Op zoek naar onverwachte talenten
Sinds 2016 schrijft Het Nieuwe Instituut ieder jaar een open call uit voor een fellowshipprogramma. Uit de inzendingen selecteert een internationale jury drie tot vier fellows, die de ruimte krijgen om gedurende een half jaar onderzoek te doen op het gebied van architectuur, design en digitale cultuur. 'We besloten inschrijvers niet om een cv en aanbevelingen te vragen, omdat we niet zozeer geïnteresseerd waren in wat de deelnemers in het verleden hadden bereikt. Als je je daar op richt mis je misschien het talent dat nog geen grote resultaten heeft geboekt, maar wel een fascinerend plan heeft voor een onderzoek dat onze blik op de wereld of in ieder geval die van architectuur, design en digitale cultuur voorgoed zal veranderen. We vroegen de inschrijvers om zichzelf en hun project op hun eigen wijze te beschrijven. We zoeken steeds naar manieren om het instituut open te stellen voor onverwachte deelnemers en perspectieven, die de instelling zullen uitdagen en voor altijd transformeren.'
Het fellowshipprogramma krijgt jaarlijks een thema mee, waarmee een vraagstuk aan de orde wordt gesteld. 'Deze moet relevant zijn en zo open mogelijk worden geformuleerd, zodat zoveel mogelijk verschillende stemmen zich er op verschillende manieren toe kunnen verhouden en op kunnen reageren,' legt Otero uit.

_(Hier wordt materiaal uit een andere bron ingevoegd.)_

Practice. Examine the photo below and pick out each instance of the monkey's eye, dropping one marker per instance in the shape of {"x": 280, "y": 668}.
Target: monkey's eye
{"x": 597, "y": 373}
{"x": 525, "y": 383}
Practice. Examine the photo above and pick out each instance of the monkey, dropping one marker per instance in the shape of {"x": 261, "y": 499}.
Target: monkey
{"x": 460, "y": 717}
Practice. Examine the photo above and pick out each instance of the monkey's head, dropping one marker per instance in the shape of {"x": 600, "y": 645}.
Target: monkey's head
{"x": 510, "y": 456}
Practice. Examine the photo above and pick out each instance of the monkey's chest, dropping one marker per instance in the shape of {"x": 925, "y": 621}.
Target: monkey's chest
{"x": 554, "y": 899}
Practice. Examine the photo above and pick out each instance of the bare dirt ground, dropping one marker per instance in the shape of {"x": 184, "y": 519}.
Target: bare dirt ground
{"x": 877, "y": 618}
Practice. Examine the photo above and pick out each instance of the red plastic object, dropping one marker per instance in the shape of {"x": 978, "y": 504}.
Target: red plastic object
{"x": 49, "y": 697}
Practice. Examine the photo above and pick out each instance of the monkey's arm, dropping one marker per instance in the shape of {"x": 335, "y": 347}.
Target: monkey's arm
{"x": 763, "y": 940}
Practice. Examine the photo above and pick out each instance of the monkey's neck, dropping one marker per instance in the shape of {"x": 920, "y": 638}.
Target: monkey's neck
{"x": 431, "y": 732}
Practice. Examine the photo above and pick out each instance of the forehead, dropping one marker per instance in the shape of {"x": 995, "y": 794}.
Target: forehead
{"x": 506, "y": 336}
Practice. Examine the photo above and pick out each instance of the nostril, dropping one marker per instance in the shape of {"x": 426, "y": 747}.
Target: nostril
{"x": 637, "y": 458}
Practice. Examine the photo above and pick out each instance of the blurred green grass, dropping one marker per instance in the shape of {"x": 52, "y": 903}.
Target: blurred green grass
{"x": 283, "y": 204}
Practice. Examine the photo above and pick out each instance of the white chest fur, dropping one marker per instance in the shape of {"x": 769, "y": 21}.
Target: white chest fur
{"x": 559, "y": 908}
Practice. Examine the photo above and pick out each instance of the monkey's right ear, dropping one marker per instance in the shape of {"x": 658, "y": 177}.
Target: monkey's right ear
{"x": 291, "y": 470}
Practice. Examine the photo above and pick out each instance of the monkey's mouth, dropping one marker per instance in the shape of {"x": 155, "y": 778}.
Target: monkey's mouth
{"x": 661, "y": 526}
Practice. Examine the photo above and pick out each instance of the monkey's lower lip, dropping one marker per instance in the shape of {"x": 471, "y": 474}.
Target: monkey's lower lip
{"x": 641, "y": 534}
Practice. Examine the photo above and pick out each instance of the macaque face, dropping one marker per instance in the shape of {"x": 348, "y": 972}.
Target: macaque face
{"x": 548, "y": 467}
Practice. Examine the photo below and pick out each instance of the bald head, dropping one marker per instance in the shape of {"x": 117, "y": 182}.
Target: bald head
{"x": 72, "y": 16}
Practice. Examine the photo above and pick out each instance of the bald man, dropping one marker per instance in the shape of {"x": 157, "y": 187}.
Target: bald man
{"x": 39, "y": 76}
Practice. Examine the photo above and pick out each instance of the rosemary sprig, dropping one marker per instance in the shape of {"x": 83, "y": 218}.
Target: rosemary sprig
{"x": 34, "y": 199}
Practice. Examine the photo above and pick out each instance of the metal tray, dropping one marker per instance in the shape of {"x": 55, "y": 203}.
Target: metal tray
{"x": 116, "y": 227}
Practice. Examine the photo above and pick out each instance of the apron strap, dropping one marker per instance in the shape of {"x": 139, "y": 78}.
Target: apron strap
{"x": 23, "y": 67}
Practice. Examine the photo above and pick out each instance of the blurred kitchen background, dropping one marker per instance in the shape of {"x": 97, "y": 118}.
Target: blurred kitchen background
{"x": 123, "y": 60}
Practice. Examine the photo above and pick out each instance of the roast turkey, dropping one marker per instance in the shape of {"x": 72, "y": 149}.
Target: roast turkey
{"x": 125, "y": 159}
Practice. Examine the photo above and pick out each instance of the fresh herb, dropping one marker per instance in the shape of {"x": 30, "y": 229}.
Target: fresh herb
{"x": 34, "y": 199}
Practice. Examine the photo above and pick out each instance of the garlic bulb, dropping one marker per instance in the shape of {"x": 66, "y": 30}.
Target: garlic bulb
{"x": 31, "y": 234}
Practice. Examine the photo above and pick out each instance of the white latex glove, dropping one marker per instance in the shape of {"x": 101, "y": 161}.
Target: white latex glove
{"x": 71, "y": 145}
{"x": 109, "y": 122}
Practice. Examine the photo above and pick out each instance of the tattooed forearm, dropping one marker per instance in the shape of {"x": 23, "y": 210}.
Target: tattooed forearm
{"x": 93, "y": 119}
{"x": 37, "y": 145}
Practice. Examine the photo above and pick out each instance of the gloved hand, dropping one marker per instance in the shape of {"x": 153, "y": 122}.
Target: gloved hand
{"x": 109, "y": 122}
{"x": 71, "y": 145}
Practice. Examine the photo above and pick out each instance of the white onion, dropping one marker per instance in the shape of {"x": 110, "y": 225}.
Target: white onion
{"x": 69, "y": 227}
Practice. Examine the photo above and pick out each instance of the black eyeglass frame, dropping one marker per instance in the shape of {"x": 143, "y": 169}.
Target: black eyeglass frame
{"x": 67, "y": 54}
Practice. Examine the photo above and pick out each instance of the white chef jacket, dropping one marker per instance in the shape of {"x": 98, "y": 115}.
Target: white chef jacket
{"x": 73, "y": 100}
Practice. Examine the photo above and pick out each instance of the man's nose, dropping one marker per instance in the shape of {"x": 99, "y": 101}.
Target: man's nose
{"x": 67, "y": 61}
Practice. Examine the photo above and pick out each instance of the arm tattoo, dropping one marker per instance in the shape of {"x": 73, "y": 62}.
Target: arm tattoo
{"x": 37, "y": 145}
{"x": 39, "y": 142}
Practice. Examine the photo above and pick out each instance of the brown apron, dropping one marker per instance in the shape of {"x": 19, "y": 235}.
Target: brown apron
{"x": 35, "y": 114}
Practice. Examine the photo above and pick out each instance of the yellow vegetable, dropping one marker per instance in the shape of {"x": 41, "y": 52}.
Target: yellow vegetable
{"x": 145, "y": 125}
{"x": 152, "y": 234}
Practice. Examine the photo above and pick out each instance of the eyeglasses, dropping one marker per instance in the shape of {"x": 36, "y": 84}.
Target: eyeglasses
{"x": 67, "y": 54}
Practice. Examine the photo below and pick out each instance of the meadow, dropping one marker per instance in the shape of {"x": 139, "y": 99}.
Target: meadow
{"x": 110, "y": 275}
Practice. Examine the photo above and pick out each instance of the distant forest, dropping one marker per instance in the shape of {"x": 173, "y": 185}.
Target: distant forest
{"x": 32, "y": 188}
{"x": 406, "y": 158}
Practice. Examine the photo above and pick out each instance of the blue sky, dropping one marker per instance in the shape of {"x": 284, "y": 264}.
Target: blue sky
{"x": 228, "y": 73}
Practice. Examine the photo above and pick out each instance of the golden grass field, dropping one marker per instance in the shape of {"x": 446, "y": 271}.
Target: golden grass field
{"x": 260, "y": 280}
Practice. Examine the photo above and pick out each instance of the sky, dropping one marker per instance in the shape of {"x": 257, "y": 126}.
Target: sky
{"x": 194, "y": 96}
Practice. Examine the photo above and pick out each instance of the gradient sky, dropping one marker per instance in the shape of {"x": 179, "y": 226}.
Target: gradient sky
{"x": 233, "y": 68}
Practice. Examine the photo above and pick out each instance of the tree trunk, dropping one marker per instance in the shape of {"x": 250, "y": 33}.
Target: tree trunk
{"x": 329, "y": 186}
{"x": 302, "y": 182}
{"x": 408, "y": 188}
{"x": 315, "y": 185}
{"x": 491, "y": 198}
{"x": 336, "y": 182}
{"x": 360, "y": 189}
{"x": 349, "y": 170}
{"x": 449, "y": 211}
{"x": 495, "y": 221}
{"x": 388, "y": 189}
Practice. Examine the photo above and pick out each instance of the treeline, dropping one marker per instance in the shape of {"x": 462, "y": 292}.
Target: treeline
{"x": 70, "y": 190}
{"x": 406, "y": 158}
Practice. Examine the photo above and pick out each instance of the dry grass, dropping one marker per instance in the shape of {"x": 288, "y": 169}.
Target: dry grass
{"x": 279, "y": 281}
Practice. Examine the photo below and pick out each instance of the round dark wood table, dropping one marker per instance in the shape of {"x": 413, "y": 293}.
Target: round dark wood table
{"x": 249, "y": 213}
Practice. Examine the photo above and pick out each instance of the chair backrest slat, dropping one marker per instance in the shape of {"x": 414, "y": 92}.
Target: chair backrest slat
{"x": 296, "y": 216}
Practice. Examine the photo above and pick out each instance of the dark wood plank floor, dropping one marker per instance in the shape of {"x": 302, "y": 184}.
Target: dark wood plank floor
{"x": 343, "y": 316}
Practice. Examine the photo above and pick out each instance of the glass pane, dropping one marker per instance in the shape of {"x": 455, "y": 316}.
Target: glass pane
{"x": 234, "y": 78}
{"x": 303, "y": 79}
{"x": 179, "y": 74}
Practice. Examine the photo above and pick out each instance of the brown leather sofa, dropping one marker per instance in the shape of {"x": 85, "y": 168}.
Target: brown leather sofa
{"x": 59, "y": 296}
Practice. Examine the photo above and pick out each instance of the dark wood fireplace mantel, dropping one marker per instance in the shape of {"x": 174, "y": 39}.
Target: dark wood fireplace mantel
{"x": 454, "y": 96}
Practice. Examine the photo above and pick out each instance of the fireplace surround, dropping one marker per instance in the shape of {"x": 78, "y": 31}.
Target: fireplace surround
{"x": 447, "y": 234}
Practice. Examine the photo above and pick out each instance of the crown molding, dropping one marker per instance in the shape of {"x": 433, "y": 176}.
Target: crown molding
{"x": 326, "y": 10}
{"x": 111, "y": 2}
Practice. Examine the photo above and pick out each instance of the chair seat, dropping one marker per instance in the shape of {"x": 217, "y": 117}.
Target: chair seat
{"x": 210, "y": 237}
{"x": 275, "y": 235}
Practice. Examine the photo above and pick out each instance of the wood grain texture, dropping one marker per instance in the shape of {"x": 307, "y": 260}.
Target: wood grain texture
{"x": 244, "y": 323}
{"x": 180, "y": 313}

'Het fellowship kent geen leeftijdsgrens en beperkt zich niet tot een nationaliteit. De fellows bestaan uit studenten, pas afgestudeerden en ervaren ontwerpers en onderzoekers die de behoefte hebben om een bepaald project te ontwikkelen of in hun carrière een ander pad in te slaan.'
'Het fellowship verleent vooral ruimte en tijd om te experimenteren en te reflecteren. Na afloop van deze studieperiode van zes maanden, zoeken we samen met de fellows naar mogelijkheden om verder te werken aan hun project en het op andere plekken voor ander publiek openbaar te maken.' Het Nieuwe Instituut zet daarvoor zijn uitgebreide netwerk in, zowel nationaal als internationaal.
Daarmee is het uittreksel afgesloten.